As a premise, I think it’s pretty good. But the way it was laid out was...well, I find it difficult to explain. Really. I didn’t know what to make of it. Something seemed off, not totally left field stuff, but just leaning just shy of plum. Let’s see if I can delve into it in other categories.


Jay Nichols: works for the CIA

Trevor Benson: Nicknamed Costly. Works for the CIA

Silas Cooper: black hair, smokes cigars, works for the CIA

William Stephenson: Thin grey hair, average looking, wears hearing aids

Okay, there are a few other characters named Alvero, Jones, Alice, and Casey. They’re all CIA but they’re all a bit weird and, like I said...off. I didn’t know whether Alice was a total whack-job or cleverly clever. Jones was enigmatic and I didn’t understand the role of Casey.

There is an afterward to the book that mentions William Stephenson was an actual person who was a spy in WWII. The character in this book is loosely based on the real man.

One problem I had with these characters is I didn’t understand them. They were introduced and they did things and then I never felt the follow up with them. Just my opinion here. Nichols is a newbie agent, yet seems to turn pro pretty quickly, within months.

I just never was able to grasp any of the characters or feel close to them. The Afterward mentions in an earlier version that Nichols was actually named Nickels. There is one time that I caught the second spelling still in there.


Because Alice was so different, her voice came through well. So did Silas’. I didn’t have any problems with dialogue other than sometimes I didn’t quite understand the purpose of some of it.

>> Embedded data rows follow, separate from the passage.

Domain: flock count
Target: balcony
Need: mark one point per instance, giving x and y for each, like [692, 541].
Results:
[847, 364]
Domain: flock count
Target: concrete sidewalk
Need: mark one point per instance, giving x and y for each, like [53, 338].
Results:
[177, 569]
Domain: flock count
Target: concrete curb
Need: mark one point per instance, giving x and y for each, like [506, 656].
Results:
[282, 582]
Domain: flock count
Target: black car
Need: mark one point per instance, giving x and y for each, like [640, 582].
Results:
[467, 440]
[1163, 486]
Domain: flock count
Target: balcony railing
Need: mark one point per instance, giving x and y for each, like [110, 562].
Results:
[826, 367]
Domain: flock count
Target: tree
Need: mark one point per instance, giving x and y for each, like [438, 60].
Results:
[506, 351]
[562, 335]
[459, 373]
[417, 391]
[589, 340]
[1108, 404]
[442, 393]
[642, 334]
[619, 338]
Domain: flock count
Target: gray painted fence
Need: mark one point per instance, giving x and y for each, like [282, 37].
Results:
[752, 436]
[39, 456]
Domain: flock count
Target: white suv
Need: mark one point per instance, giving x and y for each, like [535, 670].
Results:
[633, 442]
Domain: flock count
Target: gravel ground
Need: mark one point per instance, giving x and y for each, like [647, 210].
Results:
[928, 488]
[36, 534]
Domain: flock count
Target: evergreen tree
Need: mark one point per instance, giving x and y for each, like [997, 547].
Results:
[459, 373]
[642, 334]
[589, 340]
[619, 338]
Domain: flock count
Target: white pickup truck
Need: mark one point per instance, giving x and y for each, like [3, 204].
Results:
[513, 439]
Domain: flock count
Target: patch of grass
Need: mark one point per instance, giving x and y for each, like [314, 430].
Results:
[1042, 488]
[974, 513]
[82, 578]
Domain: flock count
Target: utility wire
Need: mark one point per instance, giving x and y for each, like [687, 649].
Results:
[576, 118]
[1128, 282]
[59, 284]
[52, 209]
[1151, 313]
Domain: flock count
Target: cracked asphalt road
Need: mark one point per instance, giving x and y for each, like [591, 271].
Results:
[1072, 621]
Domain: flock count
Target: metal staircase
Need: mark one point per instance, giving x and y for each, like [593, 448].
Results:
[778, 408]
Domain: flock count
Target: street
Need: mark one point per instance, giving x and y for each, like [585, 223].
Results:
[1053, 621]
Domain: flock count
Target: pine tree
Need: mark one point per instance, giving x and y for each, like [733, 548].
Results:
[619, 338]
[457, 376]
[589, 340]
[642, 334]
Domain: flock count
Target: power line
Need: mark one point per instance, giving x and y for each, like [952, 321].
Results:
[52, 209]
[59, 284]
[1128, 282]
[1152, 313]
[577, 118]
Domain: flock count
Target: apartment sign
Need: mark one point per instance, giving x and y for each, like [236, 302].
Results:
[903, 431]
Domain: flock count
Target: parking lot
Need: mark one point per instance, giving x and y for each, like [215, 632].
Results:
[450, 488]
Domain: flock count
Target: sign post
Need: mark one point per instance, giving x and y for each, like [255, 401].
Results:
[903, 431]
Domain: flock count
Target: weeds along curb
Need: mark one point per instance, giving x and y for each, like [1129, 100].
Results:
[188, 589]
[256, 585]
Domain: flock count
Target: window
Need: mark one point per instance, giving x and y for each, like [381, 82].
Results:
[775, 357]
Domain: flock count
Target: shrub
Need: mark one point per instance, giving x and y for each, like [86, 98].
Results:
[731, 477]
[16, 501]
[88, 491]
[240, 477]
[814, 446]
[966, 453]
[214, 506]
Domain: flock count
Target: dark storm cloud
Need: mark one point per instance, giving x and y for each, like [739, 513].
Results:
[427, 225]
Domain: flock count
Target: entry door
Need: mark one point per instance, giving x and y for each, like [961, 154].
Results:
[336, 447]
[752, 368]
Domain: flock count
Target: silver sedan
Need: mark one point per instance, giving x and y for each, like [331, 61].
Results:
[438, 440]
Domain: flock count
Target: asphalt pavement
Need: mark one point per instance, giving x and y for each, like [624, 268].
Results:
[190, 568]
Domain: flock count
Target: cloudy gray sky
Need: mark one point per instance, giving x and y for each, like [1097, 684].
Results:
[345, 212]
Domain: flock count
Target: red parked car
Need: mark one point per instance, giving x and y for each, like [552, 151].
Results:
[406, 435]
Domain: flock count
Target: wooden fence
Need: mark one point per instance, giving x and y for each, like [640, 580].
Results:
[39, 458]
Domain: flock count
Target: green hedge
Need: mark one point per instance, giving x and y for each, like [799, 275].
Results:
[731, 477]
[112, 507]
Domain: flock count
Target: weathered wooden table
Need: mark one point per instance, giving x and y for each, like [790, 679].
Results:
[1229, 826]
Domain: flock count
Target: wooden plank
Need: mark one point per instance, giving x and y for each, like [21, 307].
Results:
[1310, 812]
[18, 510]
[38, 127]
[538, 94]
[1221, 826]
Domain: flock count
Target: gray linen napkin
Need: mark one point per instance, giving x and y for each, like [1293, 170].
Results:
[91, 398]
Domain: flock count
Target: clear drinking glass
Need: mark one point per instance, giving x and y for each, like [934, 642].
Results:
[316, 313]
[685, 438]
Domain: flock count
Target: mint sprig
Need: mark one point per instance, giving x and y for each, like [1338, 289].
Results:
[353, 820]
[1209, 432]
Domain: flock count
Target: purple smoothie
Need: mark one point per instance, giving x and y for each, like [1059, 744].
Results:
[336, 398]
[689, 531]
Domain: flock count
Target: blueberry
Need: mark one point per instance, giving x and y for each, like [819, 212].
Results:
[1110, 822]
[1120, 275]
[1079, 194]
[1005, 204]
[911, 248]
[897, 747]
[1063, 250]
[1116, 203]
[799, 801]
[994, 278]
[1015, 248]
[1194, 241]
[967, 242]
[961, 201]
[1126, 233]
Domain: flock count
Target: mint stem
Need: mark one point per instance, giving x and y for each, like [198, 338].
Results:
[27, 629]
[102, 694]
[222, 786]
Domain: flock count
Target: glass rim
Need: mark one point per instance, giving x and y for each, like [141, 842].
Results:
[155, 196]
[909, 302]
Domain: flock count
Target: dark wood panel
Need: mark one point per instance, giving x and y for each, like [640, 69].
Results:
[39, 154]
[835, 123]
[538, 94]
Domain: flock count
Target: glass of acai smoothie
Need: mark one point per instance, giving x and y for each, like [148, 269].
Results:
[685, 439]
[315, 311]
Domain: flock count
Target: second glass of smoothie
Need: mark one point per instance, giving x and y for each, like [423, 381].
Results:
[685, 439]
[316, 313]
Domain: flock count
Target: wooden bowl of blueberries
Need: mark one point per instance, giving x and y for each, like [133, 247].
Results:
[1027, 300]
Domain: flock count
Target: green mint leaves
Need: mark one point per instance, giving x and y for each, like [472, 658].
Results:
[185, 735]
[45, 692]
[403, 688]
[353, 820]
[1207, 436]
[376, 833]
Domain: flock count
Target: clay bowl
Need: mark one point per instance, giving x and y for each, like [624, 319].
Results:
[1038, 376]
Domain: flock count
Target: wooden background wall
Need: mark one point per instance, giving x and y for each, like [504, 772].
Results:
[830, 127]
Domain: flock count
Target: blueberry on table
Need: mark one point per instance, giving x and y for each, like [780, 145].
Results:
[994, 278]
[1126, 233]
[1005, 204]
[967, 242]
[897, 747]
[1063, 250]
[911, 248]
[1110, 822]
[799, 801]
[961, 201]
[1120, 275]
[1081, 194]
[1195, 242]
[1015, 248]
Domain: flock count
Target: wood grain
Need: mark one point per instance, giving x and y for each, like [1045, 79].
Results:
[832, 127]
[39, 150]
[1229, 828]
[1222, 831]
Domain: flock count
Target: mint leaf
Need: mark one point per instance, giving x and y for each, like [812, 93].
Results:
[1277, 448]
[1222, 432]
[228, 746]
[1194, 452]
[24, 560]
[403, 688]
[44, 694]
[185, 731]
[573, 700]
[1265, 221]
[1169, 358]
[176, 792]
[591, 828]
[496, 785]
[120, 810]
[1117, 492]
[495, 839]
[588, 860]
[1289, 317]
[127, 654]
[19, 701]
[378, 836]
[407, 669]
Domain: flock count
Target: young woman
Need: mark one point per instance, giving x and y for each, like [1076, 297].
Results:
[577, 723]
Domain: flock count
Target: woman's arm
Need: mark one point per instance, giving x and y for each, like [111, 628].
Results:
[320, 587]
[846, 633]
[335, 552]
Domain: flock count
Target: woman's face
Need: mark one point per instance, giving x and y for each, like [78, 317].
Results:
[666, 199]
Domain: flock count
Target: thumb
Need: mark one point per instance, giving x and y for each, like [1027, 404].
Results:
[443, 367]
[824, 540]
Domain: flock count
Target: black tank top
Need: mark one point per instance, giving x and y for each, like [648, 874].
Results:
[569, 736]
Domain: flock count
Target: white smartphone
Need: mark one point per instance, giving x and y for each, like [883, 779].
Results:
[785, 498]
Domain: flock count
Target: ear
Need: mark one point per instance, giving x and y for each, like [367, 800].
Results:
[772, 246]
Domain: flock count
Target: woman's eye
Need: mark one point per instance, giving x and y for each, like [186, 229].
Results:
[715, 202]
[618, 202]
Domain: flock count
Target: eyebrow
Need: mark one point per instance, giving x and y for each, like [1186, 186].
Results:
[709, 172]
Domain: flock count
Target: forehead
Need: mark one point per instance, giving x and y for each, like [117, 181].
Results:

Profanity. Titled Chaps and chapters are headed by quotes from Stephenson’s book.

Misspelled words and run-on sentences. Some sentences would have worked better with a period and separated.

To be honest, I enjoyed the anecdotes/small excerpts from Stephenson’s book at the beginning of the chapters more than the story.

I tried to grab onto some thread but found it difficult. There are a few twists here and there but, and I hate to be repetitive, the whole book seemed off, shaky, not on solid ground, hard to fully comprehend what was going on, and the reasons for it.

Take a chance or don’t. I just don’t know about this one.